Barfuß
Nachdenkliches von Pastor Thomas Ziaja
Mitten in der Nacht gehe ich ins Kinderzimmer und schaue, ob die Kleinen schlafen. Ich schleiche mich langsam ans Bett heran und dann jagt ein höllischer Schmerz durch meinen Fuß. Ein spitzer, kleiner, hinterhältiger Lego-Stein bohrt sich in meine Fußsohle. Ich presse die Lippen aufeinander und die beiden bleiben tief im Traumland.
Ich bin ein passionierter Barfußläufer. Das ganze Jahr über, in allen Lagen und in jeder Jahreszeit. Zu Hause sowieso, aber auch draußen, im Garten, auf dem Weg zur Mülltonne, manchmal sogar auf der Straße, im Winter, bei Regen, auf dem Asphalt.

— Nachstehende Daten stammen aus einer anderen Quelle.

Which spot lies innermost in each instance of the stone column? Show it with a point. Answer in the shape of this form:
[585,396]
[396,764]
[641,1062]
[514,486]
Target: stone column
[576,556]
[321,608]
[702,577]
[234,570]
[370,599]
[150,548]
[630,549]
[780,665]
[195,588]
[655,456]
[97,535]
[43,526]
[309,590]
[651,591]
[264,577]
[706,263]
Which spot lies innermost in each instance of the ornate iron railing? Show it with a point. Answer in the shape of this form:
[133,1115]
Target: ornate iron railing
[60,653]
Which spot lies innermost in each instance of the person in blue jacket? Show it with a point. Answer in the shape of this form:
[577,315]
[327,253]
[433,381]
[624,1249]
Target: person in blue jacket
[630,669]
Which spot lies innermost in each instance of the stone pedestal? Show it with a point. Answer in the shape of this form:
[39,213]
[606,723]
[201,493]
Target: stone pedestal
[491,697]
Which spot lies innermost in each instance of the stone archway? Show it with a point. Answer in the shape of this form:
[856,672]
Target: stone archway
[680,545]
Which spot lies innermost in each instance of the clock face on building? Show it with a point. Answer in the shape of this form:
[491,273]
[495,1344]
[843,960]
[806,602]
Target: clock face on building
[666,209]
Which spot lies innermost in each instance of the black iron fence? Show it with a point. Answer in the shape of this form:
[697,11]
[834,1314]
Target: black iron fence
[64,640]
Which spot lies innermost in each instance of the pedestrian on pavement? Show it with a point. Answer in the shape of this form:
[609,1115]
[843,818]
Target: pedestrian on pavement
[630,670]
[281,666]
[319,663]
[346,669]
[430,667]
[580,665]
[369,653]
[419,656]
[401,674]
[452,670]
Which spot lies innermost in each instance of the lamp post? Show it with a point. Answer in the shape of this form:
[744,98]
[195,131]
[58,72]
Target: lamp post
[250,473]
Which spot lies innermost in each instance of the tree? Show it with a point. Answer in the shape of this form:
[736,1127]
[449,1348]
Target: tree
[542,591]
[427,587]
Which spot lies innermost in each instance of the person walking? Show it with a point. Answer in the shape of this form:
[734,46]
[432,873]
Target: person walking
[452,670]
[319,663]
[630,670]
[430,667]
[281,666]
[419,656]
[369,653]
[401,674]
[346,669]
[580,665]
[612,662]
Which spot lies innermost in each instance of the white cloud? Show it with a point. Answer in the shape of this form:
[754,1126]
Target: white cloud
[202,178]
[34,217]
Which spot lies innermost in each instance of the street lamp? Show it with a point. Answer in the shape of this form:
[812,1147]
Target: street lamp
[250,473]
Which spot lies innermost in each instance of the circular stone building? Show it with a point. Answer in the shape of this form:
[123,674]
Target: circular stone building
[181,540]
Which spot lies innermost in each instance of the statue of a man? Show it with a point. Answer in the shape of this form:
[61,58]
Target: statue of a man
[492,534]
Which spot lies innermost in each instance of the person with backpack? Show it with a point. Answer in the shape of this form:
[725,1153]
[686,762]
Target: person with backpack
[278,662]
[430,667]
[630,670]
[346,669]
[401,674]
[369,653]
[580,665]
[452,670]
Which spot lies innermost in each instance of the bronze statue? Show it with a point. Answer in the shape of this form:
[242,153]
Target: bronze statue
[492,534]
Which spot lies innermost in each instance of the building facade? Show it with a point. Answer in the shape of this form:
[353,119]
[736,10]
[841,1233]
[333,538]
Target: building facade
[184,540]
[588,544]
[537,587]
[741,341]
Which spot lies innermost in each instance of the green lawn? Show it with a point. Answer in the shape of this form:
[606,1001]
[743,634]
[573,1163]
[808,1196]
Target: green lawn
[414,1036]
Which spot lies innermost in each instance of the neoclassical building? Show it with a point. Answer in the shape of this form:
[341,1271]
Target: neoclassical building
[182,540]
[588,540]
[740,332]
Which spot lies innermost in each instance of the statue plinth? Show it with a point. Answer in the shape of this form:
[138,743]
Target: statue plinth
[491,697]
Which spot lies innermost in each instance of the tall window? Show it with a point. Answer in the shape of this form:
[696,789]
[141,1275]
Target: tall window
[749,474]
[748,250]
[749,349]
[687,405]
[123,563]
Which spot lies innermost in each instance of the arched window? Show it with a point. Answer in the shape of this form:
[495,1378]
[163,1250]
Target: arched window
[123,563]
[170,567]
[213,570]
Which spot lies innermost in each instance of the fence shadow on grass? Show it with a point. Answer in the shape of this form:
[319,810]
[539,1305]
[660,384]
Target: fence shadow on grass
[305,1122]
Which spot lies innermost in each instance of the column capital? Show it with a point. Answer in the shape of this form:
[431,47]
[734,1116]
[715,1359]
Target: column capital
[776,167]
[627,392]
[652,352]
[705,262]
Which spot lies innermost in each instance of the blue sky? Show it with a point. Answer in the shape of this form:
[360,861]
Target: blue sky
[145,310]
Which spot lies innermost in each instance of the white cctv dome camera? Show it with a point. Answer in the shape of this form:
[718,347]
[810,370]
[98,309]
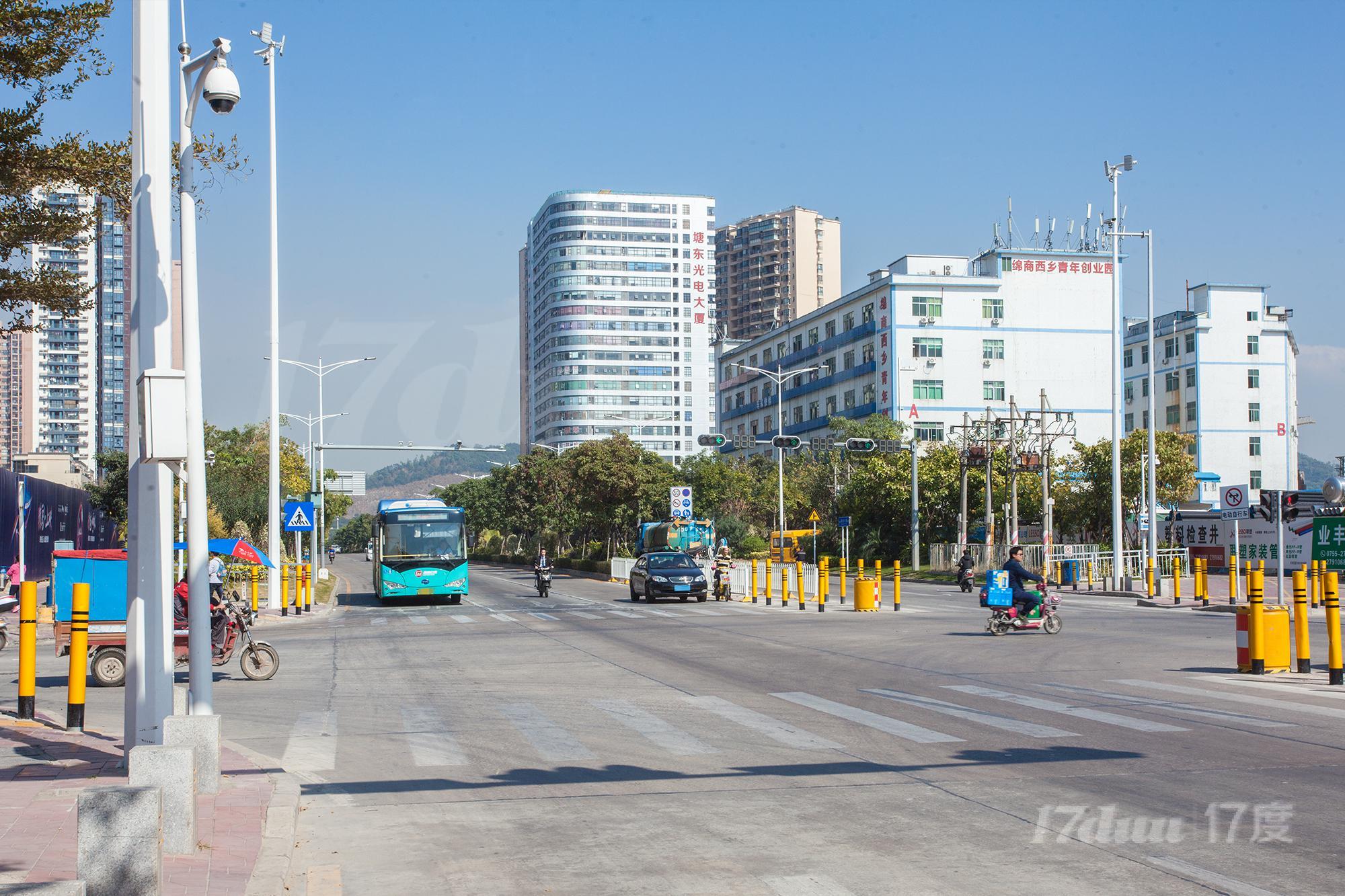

Ich mag es, den Boden unter meinen Füßen zu spüren. Dann weiß ich, wo ich stehe. Schuhe sind gut, aber sie trennen mich immer ein paar Millimeter davon, die Welt um mich herum mit eigenen Füßen zu spüren.
Diese Leidenschaft bezahle ich dann ab und zu mit Schmerzen durch Kiesel- und Legosteine. Scherben sind nicht ungefährlich, kommen aber weit seltener vor als besorgte Eltern manchmal meinen. Als Kind gab es ein paar Jahre, in denen ich in Folge in eine Wespe getreten bin. Das war die härteste Prüfung und irgendwann, habe ich Badelatschen auf der Freibadwiese akzeptiert; bis heute widerwillig. Barfuß sein heißt verletzlich sein. Es gibt keinen Schutz, keine Sohle, die abfedert, nur die nackte Haut und der Boden.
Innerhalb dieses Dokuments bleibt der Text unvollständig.